On June 6 1924, after a breakfast of sardines and chocolate, climbers George Mallory and Andrew Irvine set off to make an attempt on the still unconquered summit of Everest. About one o'clock in the afternoon Noel Odell, another member of the expedition, looked up the mountain as the clouds parted and caught a glimpse of what he was certain was the pair about 800ft from the summit. Then, he reported, "the whole fascinating vision vanished, enveloped in cloud once more".
Mallory and Irvine never returned. They vanished into thin air - and into legend. Most potent was the idea that Mallory, known as the "Sir Galahad of the mountains", and his young companion did in fact reach the top and then perished on the way down. That would mean that they had conquered Everest almost 30 years before Sir Edmund Hillary and Tenzing Norgay. Or is the legend just another story of British failure and futile loss of life dressed up as heroics?
The ceiling of the ESWA club at 54 Park Road, Birkenhead, is less than 10ft high. So it doesn't seem the most likely of places in which to recreate Mallory and Irvine's last, fatal climb.
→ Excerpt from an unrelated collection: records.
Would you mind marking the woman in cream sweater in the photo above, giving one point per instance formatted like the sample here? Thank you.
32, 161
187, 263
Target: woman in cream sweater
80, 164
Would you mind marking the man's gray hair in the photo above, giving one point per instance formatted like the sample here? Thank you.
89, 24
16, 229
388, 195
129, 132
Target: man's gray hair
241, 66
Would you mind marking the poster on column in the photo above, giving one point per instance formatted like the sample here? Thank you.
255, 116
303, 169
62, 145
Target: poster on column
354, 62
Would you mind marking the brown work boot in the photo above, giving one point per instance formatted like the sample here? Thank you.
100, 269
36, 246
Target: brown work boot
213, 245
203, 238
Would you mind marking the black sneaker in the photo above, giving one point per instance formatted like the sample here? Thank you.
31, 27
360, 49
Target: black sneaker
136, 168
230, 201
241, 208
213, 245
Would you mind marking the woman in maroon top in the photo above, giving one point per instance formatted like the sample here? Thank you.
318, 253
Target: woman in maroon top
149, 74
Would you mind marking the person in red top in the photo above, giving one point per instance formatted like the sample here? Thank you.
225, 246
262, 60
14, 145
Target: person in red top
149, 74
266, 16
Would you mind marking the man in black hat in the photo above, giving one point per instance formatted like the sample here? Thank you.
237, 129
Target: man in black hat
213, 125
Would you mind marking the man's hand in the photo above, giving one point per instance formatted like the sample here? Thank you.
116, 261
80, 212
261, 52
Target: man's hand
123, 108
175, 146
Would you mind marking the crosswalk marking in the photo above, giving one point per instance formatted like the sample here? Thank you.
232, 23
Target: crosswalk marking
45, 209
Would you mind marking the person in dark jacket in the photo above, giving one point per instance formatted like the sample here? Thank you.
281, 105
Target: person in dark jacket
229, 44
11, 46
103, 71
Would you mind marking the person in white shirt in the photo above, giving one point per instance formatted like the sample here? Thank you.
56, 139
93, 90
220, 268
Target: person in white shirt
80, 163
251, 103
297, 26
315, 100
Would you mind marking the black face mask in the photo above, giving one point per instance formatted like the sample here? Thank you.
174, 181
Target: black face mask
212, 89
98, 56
But that is exactly what writer Jim Morris, director Paul Goetzee and a cast of three professional actors and young ex-offenders are doing this week with the first performances of Morris's play Exposure - in the space that once served as the living room for Andrew Irvine and his family.
The Irvine home was once an imposing gothic pile, part of the same vanished world that saw Mallory and his party drag crates of champagne, 20,000 cigarettes and their dinner jackets half way round the world and up a mountain. But the house is now in a poor state of repair and for many years has been used as a social club. The former living room is now largely used for functions and with its disco lights, laminated wood walls and plum velvet banquettes isn't a natural candidate for transformation into the Himalayas. Morris and Goetzee don't let little things like that worry them. They talk of the enduring romance of the story, and the parallels between climbing mountains and making theatre.
The Arts Council's Year of the Artist scheme, which is funding the project, told them that their grant application had been successful because the whole thing "sounded a bit nutty". But then, trying to make theatre is as much about chasing dreams as attempting to get to the top of Everest is. As Morrison says: "The obsessiveness of Mallory appeals because you've got to be obsessed to write a play. The only difference between climbing and theatre is that nobody gets killed doing theatre." Morrison is certainly a bit of a dreamer: plans to incorporate a full-scale choir into the action have had to be abandoned for financial reasons, but he is convinced that the play could be turned into an opera.
The non-professionals involved in the project have a more down-to-earth approach. A weekend spent in Snowdonia has convinced them that there is something essentially selfish about climbing, but they admit that they were caught up in the excitement of getting to the top. Not that it was quite what they expected when they got there.
Angela Roberts, one of the local young people referred by the Wirral probation service, was struck by the over-crowding at the summit. "I thought the top of Snowdon would be peaceful and rural, but it was like Mobile City, with people ringing their friends to tell them that they were at the top. Most of these people had come up on the train." But climbing Snowdon has made her ponder both the heroics and the waste of life involved in Mallory and Irvine's effort, and the pleasure and pain of pushing yourself to the limits. Like the others, she prefers to believe that maybe Mallory and Irvine did make it to the top.
• Exposure is at the ESWA Club, Birkenhead (0151-666 5023), today.